**
Install Centos6
**
1, Download the CentOS 6.10 installation package, link . Install in VMWare.
2, Set virtual machine fixed ip
- Edit - > virtual network editor - > device NAT mode - > View gateway.
Right click virtual machine - > set NAT mode
2. Modify the network card configuration. Edit: VI / etc / sysconfig / network scripts / ifcfg-eth0
3. Modify the gateway configuration. Edit: vi /etc/sysconfig/network
Change the host name to Hadoop 01 and the gateway to the gateway you just viewed.
Modify the hostname configuration: vi /etc/hosts, and reboot will take effect immediately.
4. Modify DNS configuration.
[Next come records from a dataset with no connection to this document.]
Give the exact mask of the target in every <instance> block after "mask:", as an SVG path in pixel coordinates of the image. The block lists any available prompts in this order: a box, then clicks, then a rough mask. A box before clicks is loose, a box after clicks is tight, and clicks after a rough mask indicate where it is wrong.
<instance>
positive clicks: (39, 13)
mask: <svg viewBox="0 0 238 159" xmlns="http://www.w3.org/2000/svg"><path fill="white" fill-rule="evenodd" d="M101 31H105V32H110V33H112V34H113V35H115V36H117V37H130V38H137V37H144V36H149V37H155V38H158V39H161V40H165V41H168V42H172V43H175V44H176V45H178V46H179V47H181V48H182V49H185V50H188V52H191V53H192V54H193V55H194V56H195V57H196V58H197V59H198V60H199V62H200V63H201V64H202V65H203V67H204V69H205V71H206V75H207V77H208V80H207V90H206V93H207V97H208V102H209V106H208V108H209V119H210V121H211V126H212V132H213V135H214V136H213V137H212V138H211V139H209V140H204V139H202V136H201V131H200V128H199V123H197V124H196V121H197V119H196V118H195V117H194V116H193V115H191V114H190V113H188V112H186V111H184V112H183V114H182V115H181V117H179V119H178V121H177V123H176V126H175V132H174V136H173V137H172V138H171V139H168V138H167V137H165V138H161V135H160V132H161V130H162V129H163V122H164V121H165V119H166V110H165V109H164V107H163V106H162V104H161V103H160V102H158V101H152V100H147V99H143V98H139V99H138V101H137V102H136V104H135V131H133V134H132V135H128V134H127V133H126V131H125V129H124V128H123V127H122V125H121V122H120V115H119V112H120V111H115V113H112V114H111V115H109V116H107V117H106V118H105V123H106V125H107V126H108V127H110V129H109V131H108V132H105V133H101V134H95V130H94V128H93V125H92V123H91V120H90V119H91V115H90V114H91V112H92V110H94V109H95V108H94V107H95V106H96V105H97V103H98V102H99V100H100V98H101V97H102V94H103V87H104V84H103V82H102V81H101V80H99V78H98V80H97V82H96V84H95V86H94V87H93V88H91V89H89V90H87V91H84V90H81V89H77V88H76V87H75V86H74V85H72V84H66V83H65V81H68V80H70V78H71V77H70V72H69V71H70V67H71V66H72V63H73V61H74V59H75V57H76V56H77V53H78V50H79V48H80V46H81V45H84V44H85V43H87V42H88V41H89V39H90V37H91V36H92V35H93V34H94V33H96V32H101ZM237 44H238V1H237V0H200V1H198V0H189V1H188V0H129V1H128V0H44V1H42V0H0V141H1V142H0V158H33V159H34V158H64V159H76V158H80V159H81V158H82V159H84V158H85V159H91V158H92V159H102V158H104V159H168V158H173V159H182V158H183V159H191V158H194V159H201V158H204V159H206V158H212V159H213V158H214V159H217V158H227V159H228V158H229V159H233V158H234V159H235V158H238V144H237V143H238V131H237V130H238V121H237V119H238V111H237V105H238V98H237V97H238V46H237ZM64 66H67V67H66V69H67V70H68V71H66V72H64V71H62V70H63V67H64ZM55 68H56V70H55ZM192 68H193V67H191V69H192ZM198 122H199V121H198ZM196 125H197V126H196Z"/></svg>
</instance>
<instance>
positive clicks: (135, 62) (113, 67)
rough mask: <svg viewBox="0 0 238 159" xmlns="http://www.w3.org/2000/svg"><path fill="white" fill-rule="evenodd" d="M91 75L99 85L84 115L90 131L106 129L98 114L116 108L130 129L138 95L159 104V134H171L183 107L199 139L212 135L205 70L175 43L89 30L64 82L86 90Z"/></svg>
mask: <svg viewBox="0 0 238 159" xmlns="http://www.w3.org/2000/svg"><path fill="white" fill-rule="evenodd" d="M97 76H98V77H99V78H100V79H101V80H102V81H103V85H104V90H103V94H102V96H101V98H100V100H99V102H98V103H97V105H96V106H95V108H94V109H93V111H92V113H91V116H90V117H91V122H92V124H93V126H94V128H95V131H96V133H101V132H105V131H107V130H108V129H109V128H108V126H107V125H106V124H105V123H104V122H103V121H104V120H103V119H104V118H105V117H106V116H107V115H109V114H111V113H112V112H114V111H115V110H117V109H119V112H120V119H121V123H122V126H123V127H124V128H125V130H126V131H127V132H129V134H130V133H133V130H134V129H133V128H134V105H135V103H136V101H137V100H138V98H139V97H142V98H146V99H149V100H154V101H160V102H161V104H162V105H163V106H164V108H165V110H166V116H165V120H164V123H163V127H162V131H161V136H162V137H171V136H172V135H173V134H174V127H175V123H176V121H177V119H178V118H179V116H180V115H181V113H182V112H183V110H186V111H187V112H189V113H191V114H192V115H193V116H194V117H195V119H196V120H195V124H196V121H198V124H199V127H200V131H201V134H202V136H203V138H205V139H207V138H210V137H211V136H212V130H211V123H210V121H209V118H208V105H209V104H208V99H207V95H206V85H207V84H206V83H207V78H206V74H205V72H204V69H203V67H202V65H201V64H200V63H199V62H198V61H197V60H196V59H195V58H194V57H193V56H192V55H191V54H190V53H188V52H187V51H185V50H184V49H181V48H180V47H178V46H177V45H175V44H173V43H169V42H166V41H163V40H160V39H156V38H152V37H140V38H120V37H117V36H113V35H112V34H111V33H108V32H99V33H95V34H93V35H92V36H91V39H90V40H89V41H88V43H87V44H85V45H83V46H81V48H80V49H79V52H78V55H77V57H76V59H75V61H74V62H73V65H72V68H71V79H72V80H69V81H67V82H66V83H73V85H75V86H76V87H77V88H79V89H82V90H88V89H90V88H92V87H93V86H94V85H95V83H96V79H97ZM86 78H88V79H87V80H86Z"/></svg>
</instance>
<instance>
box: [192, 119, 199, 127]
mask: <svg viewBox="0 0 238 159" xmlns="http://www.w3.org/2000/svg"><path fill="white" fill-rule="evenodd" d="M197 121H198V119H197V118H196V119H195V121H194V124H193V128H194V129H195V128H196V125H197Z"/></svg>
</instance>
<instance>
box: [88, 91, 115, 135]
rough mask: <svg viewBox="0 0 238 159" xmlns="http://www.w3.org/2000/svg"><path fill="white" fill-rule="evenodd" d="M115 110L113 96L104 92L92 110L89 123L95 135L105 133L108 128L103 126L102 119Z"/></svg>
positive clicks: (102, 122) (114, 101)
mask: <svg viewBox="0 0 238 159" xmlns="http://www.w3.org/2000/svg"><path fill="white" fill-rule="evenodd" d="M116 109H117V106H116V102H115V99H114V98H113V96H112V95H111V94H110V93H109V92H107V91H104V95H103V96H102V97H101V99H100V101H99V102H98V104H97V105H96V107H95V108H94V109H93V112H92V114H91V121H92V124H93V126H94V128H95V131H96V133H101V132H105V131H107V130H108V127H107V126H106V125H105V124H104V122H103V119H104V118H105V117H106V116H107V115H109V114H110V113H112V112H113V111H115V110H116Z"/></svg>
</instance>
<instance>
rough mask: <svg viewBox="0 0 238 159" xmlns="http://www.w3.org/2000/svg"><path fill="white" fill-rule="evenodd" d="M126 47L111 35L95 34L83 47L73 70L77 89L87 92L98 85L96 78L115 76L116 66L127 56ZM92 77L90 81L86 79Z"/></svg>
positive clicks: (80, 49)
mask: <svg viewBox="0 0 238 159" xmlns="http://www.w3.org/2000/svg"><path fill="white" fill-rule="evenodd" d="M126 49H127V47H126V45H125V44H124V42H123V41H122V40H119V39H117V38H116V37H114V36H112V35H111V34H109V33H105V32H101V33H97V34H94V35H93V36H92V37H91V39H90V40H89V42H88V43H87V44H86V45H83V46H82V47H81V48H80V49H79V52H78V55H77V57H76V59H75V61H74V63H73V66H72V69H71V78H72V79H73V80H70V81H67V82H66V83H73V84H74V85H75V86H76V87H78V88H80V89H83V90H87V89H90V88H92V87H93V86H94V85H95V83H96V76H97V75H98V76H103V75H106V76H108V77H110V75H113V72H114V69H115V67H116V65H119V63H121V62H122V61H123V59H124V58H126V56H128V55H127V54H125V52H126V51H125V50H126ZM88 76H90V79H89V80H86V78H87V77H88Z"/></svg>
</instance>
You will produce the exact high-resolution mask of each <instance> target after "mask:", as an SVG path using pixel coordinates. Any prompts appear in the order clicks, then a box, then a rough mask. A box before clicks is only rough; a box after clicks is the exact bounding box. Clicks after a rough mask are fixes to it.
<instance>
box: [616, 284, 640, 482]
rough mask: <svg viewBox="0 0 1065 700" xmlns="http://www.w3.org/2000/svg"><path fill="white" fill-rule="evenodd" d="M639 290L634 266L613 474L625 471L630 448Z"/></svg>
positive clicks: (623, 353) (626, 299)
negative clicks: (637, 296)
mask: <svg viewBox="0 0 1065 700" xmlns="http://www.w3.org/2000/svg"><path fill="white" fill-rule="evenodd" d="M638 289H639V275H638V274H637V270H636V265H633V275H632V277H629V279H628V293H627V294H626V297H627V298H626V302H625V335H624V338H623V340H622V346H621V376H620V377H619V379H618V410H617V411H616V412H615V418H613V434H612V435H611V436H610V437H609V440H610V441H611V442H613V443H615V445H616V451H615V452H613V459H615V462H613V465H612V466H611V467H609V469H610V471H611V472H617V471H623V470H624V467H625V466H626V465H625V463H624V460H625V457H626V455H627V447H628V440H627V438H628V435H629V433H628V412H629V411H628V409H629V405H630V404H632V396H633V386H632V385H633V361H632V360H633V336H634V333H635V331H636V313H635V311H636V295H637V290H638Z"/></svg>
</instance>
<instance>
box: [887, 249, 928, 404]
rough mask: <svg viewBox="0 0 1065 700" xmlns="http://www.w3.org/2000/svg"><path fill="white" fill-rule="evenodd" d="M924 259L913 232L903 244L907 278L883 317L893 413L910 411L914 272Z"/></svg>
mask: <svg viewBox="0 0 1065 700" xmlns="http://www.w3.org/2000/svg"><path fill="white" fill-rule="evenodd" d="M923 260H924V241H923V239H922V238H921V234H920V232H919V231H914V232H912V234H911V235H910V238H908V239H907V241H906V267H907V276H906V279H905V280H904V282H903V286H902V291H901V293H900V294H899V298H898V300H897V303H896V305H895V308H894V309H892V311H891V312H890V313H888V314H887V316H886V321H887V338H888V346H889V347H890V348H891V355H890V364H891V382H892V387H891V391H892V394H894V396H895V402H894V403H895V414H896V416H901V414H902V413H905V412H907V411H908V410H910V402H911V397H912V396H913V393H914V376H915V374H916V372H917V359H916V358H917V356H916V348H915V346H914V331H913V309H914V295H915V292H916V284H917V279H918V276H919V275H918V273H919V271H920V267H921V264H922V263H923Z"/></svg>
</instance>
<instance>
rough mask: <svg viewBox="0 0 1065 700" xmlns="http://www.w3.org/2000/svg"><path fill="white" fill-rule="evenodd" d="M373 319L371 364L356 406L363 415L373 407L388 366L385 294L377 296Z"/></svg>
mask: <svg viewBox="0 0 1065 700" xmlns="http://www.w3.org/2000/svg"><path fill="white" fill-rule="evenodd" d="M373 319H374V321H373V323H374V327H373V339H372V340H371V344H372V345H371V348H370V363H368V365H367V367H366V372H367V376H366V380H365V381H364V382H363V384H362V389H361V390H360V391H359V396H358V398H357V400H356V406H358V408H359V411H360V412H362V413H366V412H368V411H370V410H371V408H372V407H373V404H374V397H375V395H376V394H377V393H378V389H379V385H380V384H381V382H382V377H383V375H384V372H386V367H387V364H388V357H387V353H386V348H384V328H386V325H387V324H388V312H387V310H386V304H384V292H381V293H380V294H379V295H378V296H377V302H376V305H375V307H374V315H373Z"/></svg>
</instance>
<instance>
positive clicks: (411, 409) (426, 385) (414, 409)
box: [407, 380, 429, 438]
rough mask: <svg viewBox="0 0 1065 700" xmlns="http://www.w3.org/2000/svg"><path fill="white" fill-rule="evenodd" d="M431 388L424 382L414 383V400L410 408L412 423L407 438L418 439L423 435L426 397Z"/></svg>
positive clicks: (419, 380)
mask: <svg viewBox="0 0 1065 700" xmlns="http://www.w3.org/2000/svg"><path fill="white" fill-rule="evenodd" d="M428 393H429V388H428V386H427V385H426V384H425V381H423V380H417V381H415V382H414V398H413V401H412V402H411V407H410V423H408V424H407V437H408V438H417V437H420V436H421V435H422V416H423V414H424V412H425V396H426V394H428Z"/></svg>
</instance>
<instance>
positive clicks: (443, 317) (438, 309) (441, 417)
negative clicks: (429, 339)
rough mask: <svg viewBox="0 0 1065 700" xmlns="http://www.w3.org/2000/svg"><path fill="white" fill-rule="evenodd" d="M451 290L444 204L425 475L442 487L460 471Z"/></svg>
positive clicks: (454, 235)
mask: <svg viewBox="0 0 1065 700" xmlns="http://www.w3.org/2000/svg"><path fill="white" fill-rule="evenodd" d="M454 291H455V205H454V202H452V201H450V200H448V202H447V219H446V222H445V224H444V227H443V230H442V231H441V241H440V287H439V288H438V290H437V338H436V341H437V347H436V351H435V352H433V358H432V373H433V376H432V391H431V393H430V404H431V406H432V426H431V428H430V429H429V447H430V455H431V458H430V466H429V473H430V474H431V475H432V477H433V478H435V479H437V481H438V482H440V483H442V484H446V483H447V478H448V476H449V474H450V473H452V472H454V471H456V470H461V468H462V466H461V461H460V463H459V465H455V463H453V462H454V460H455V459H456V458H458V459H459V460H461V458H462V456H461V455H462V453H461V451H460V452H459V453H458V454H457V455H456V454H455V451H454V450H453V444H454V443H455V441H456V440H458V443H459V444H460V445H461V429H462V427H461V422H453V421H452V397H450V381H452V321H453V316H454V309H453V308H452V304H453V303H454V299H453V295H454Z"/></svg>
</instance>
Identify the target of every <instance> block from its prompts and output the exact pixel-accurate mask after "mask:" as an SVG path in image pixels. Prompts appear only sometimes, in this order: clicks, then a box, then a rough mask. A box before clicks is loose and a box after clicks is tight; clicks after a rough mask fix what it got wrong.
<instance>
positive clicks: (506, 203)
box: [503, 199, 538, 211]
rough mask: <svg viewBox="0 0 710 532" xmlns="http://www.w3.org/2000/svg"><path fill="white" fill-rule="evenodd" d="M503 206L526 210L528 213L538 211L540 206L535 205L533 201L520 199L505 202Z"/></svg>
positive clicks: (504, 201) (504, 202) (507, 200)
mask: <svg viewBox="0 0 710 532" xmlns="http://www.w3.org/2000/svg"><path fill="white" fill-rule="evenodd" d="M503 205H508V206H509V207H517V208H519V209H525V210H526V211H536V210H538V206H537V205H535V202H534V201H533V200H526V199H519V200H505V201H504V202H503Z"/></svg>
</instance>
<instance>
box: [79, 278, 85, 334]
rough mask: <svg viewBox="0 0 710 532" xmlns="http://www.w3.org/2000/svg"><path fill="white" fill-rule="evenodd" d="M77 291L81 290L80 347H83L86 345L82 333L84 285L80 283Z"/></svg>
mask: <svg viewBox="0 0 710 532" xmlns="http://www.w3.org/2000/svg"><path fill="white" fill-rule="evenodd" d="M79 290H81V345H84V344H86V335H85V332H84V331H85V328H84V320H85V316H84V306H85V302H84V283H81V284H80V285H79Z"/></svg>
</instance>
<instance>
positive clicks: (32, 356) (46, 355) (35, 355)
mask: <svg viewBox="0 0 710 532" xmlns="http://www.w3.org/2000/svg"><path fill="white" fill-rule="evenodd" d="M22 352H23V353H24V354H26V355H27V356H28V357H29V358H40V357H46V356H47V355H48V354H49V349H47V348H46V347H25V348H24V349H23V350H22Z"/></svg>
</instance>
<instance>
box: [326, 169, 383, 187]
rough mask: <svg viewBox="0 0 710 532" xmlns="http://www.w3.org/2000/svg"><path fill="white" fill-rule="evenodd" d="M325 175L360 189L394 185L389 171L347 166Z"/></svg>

Edit: vi /etc/resolv.conf
3, Turn off firewall
Temporary shutdown (effective immediately): service iptables stop
Permanently shut down (restart effective): chkconfig iptables off
View firewall status: service iptables status
4, Installation related services
1. Install ssh client: Yum install - y openssh clients
5, Configure the correspondence between host name and IP address
vi /etc/hosts #Add the following 192.168.244.100 hadoop01 192.168.244.101 hadoop02 192.168.244.102 hadoop03
6, Configure SSH password free login
ssh-keygen -t rsa //Secret key generator, always enter cd /root/.ssh cp id_rsa.pub authorized_keys //Put the public key of three machines into an authentication file, and then distribute the file to three machines
Install Hadoop cluster
1, Prepare software and folders
java version: jdk-8u211-linux-x64.tar.gz
Hadoop version: hadoop-2.7.6.tar.gz
Create a new software folder under root to place the software installation package, and create a new program folder to install the software
2, Install Java
1. Unzip: tar zxvf jdk-8u211-linux-x64.tar.gz -C. / /program
2. Configure jdk environment variable: vi /etc/profile
#Java Enviroment JAVA_HOME=/root/program/jdk1.8.0_211 PATH=$JAVA_HOME/bin:$PATH CLASSPATH=$JAVA_HOME/lib:$CLASSPATH export JAVA_HOME PATH CLASS
Effective environment variable: source /etc/profile
View java version: Java version
3, Install Hadoop
1. Decompress: tar zxvf hadoop-2.7.6.tar.gz -C. / /program
2. Configure Hadoop environment variable: vi /etc/profile
#Hadoop Enviroment HADOOP_HOME=/root/program/hadoop-2.7.6 PATH=$HADOOP_HOME/bin:$HADOOP_HOME/sbin:$PATH CLASSPATH=$HADOOP_HOME/lib:$CLASSPATH export HADOOP_HOME PATH CLASSPATH
Effective environment variable: source /etc/profile
View hadoop version: hadoop version
3. Find Java home: echo $Java home
4. Modify the file / root/program/hadoop-2.7.6/etc/hadoop/hadoop-env.sh
# The java implementation to use. export JAVA_HOME=/root/program/jdk1.8.0_211
5. Modified file: yarn env.sh
#echo "run java in $JAVA_HOME" JAVA_HOME=/root/program/jdk1.8.0_211
6. Modify the file: core-site.xml
Create a new folder data under /root/program and a new folder tmp under data
<configuration> <property> <name>fs.defaultFS</name> #Specify the communication address of the namenode <value>hdfs://hadoop01:9000</value> </property> <property> <name>hadoop.tmp.dir</name> #Specify the storage directory of data generated in operation <value>/root/program/data/tmp/</value> </property> </configuration>
7. Modify hdfs-site.xml
<configuration> <property> <name>dfs.replication</name> <value>1</value> <!-- Number of pseudo distributed backups is 1 --> </property> <property> <name>dfs.namenode.secondary.http-address</name> <!-- HDFS Corresponding HTTP Server address and port --> <value>hadoop01:9001</value> </property> <property> <name>dfs.namenode.name.dir</name> <!-- HDFS The location of the name node in the local file system--> <value>file:/root/program/data/tmp/dfs/name</value> </property> <property> <name>dfs.datanode.data.dir</name> <!-- HDFS Location of the data node in the local file system--> <value>file:/root/program/data/tmp/dfs/data</value> </property> </configuration>
8. Copy the mapred-site.xml.template file, name the copy "mapred-site.xml", and then modify the file.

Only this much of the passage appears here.